Mungkin penggalan pidato Tan Malaka pada Kongres Komunis Internasional keempat pada tanggal 12 Nopember 1922 dapat menjelaskan bagaimana sikap Tan Malaka sebagai tokoh komunis terhadap Islam. Pada pidato tersebut, ia menentang tesis Lenin yang diadopsi pada kongres kedua, yang menekankan perlunya sebuah "perjuangan melawan Pan Islamisme". Di sini Tan Malaka mengusulkan sebuah pendekatan yang lebih positif. Berikut penggalan pidato Tan Malaka:
"Pan-Islamisme adalah sebuah sejarah yang panjang. Pertama saya akan berbicara tentang pengalaman kita di Hindia Belanda di mana kita telah bekerja sama dengan kaum Islamis. Di Jawa kita memiliki sebuah organisasi yang sangat besar dengan banyak petani yang sangat miskin, yaitu Sarekat Islam. Antara tahun 1912 dan 1916 organisasi ini memiliki sejuta anggota, mungkin sebanyak tiga atau empat juta. Itu adalah sebuah gerakan popular yang sangat besar, yang timbul secara spontan dan sangat revolusioner."

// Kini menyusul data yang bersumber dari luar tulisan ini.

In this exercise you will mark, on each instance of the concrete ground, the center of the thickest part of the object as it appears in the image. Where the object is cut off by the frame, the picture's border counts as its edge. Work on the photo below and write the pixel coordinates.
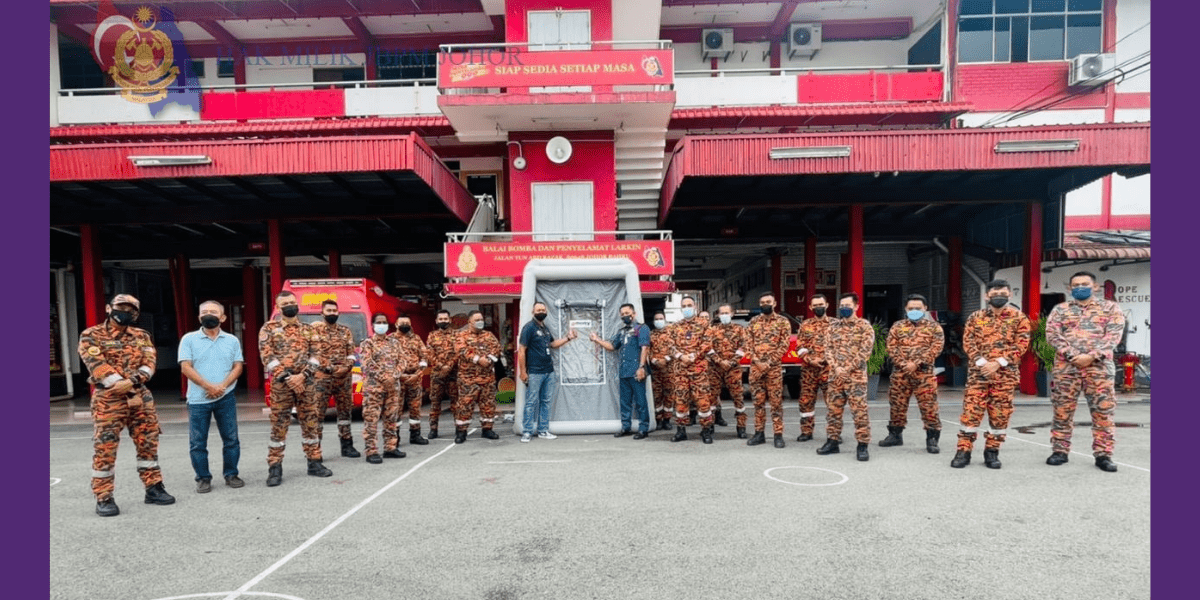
(591, 516)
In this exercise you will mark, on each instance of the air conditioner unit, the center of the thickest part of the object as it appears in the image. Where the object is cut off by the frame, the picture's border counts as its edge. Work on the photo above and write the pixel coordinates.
(715, 43)
(1092, 70)
(803, 40)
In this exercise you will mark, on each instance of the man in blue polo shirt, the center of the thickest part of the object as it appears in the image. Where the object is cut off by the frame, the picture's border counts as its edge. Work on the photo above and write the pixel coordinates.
(211, 360)
(634, 342)
(538, 372)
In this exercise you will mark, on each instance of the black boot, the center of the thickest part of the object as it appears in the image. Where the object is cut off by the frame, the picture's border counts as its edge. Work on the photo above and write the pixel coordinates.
(829, 448)
(894, 437)
(274, 474)
(156, 495)
(681, 433)
(318, 471)
(348, 449)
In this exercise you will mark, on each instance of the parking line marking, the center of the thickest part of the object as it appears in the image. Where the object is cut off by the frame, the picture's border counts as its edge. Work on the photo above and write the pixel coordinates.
(330, 527)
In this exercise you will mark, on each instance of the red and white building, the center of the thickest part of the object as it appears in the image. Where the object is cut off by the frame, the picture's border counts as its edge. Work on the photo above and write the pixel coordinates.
(727, 148)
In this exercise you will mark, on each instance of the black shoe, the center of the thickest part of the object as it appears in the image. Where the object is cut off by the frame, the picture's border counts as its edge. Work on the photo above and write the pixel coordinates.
(107, 508)
(274, 475)
(348, 449)
(1057, 459)
(318, 471)
(681, 433)
(156, 495)
(894, 437)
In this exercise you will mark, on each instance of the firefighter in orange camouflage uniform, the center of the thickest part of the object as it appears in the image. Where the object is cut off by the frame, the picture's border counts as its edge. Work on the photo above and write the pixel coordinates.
(120, 359)
(1084, 330)
(478, 352)
(851, 340)
(415, 357)
(810, 346)
(381, 391)
(768, 335)
(730, 342)
(335, 351)
(994, 340)
(913, 345)
(287, 347)
(688, 345)
(442, 375)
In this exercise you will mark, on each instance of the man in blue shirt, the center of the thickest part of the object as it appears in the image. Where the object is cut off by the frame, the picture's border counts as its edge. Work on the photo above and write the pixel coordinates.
(634, 342)
(538, 372)
(211, 360)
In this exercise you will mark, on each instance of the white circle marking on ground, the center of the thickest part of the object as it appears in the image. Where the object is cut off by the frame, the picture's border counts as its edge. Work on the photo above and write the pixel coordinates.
(844, 477)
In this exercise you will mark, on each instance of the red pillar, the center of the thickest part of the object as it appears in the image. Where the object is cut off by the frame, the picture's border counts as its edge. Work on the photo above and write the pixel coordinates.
(1031, 287)
(93, 275)
(275, 245)
(855, 255)
(251, 324)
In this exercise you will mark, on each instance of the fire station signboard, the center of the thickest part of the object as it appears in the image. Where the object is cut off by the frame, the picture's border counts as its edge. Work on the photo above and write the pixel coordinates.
(508, 259)
(516, 67)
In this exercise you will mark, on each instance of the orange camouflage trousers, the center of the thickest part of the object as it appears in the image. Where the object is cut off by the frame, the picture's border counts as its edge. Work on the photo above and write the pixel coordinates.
(109, 417)
(851, 390)
(767, 387)
(993, 396)
(1096, 383)
(921, 383)
(731, 379)
(310, 412)
(813, 379)
(379, 400)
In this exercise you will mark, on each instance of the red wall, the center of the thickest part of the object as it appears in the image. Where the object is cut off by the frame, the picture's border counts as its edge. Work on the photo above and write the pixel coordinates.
(591, 161)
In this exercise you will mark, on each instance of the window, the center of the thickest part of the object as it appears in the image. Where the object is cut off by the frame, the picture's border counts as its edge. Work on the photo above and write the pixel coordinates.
(1026, 30)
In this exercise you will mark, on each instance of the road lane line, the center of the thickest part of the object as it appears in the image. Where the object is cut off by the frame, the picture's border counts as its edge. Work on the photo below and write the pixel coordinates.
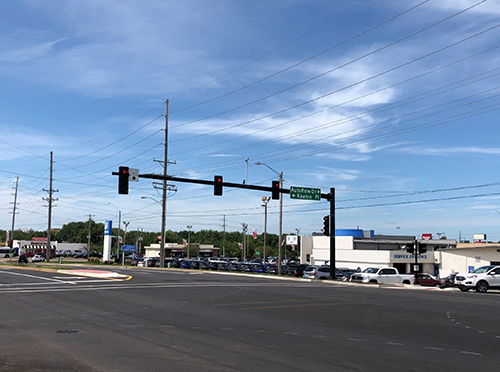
(37, 277)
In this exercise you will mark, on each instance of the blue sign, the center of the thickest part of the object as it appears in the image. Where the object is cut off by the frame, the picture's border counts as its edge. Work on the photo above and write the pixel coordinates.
(108, 227)
(128, 248)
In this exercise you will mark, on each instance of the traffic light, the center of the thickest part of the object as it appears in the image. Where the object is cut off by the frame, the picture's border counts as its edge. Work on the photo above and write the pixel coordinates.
(422, 248)
(326, 225)
(218, 185)
(123, 180)
(275, 190)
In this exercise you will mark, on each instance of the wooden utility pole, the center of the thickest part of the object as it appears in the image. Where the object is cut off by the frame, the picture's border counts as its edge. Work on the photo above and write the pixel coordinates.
(13, 216)
(164, 192)
(50, 199)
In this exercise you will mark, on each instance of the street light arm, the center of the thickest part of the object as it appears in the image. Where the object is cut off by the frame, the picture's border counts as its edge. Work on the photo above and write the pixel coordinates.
(274, 170)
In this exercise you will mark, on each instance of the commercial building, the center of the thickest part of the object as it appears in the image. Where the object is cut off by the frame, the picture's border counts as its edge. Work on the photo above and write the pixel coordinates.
(180, 250)
(361, 249)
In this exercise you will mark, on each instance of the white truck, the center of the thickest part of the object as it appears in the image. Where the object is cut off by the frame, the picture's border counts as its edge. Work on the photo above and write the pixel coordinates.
(382, 275)
(481, 279)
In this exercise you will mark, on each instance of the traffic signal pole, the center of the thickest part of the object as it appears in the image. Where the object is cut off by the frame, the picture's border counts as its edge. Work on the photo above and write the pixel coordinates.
(218, 181)
(331, 197)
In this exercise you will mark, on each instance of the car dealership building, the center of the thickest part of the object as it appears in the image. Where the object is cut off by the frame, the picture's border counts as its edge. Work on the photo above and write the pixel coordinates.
(361, 249)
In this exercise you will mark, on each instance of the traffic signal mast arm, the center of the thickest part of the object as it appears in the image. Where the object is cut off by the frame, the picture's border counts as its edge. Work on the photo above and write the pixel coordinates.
(212, 183)
(224, 183)
(330, 197)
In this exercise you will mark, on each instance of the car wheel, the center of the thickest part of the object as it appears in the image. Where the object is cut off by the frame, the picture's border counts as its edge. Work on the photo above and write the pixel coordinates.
(482, 287)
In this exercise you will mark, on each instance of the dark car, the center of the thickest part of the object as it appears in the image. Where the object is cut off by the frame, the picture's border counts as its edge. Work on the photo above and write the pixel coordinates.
(426, 280)
(270, 268)
(447, 282)
(295, 270)
(23, 259)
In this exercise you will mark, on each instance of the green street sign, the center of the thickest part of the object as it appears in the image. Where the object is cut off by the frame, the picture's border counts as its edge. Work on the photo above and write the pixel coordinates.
(305, 193)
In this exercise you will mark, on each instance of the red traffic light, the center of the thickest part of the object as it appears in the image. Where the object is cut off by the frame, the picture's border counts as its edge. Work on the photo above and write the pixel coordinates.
(275, 190)
(218, 185)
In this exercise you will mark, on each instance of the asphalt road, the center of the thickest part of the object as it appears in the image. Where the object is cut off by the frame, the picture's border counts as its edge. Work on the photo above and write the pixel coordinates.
(166, 320)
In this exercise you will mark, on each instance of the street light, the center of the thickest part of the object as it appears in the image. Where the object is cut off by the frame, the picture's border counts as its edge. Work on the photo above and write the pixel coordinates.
(281, 213)
(119, 230)
(298, 244)
(265, 200)
(189, 237)
(245, 181)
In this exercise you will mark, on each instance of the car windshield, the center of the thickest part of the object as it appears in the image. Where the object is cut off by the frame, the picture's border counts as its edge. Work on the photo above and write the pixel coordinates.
(481, 270)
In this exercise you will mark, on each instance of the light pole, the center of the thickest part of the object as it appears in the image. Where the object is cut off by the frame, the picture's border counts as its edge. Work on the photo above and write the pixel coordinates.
(119, 231)
(281, 214)
(245, 181)
(124, 236)
(298, 242)
(189, 237)
(244, 228)
(265, 200)
(138, 240)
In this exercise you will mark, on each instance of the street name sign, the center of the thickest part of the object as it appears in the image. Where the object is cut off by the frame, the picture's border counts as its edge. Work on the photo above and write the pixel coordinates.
(128, 248)
(305, 193)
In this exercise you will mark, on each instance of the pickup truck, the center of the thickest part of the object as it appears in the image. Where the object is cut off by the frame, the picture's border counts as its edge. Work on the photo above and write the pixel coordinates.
(382, 275)
(481, 279)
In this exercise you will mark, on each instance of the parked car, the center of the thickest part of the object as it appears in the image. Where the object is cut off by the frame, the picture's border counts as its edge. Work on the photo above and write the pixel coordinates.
(481, 279)
(23, 259)
(270, 268)
(448, 281)
(294, 269)
(80, 254)
(38, 258)
(426, 280)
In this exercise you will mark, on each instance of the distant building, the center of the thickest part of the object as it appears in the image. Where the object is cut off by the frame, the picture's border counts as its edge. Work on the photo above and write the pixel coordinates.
(178, 250)
(361, 249)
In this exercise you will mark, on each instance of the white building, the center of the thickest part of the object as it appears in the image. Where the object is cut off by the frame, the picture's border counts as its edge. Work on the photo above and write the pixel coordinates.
(443, 256)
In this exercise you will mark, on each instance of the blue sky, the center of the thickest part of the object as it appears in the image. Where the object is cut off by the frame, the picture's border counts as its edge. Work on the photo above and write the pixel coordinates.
(395, 104)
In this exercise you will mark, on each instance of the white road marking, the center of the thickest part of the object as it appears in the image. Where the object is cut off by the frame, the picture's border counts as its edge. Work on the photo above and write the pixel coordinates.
(471, 353)
(36, 277)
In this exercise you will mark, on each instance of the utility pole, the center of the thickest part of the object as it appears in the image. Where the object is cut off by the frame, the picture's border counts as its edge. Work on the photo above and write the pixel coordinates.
(50, 199)
(281, 224)
(164, 192)
(88, 238)
(265, 200)
(298, 242)
(14, 216)
(245, 227)
(124, 242)
(189, 238)
(224, 238)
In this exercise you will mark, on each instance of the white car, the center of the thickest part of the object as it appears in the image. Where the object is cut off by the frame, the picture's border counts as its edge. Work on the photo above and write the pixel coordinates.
(481, 279)
(317, 272)
(38, 258)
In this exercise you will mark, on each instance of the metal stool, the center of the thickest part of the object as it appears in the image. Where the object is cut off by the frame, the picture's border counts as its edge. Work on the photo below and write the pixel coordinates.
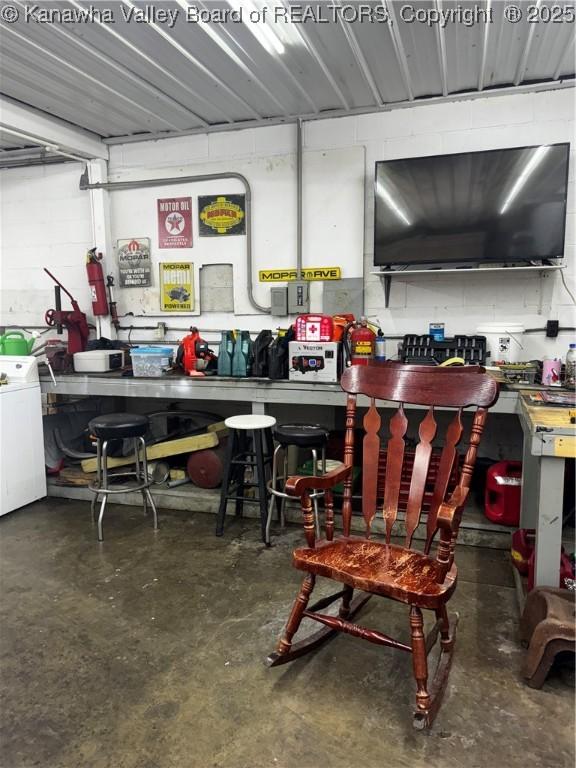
(312, 437)
(117, 426)
(239, 456)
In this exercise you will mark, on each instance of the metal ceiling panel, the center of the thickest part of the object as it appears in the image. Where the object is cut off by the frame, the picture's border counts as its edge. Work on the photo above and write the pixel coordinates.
(127, 79)
(9, 142)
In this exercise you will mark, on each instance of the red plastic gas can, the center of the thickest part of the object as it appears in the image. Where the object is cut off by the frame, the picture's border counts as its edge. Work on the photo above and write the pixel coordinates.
(502, 495)
(314, 328)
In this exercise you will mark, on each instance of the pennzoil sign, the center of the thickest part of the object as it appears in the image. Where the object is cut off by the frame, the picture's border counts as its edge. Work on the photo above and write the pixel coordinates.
(308, 273)
(222, 215)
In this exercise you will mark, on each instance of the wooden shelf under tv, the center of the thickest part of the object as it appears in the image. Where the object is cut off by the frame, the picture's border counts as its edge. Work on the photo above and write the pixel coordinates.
(388, 274)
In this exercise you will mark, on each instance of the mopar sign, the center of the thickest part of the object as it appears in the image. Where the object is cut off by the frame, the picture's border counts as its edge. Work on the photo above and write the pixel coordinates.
(308, 273)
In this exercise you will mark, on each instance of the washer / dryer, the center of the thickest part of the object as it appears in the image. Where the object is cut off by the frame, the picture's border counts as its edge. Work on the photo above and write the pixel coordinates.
(22, 470)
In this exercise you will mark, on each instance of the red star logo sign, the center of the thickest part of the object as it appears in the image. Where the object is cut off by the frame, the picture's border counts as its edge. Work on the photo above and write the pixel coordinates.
(175, 223)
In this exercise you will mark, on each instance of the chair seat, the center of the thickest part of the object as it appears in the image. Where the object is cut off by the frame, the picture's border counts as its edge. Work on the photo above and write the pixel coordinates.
(302, 435)
(250, 421)
(118, 425)
(382, 569)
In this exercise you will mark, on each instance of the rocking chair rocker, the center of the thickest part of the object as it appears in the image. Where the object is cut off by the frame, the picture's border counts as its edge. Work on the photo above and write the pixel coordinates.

"Hingga tahun 1921 kita berkolaborasi dengan mereka. Partai kita, terdiri dari 13,000 anggota, masuk ke pergerakan popular ini dan melakukan propaganda di dalamnya. Pada tahun 1921 kita berhasil membuat Sarekat Islam mengadopsi program kita. Sarekat Islam juga melakukan agitasii pedesaan mengenai kontrol pabrik-pabrik dan slogan: Semua kekuasaan untuk kaum tani miskin, Semua kekuasaan untuk kaum proletar! Dengan demikian Sarekat Islam melakukan propaganda yang sama seperti Partai Komunis kita, hanya saja terkadang menggunakan nama yang berbeda."
Selanjutnya, tentang Pan Islamisme sendiri, Tan Malaka mengatakan:
"Jadi Pan-Islamisme tidak lagi memiliki arti sebenarnya, tapi kini dalam prakteknya memiliki sebuah arti yang benar-benar berbeda. Saat ini, Pan-Islamisme berarti perjuangan untuk pembebasan nasional, karena bagi kaum Muslim Islam adalah segalanya, tidak hanya agama, tetapi juga Negara, ekonomi, makanan, dan segalanya. Dengan demikian Pan-Islamisme saat ini berarti persaudaraan antar sesama Muslim, dan perjuangan kemerdakaan bukan hanya untuk Arab tetapi juga India, Jawa dan semua Muslim yang tertindas. Persaudaraan ini berarti perjuangan kemerdekaan praktis bukan hanya melawan kapitalisme Belanda, tapi juga kapitalisme Inggris, Perancis dan Itali, oleh karena itu melawan kapitalisme secara keseluruhan. Itulah arti Pan-Islamisme saat ini di Indonesia di antara rakyat kolonial yang tertindas, menurut propaganda rahasia mereka – perjuangan melawan semua kekuasaan imperialis di dunia."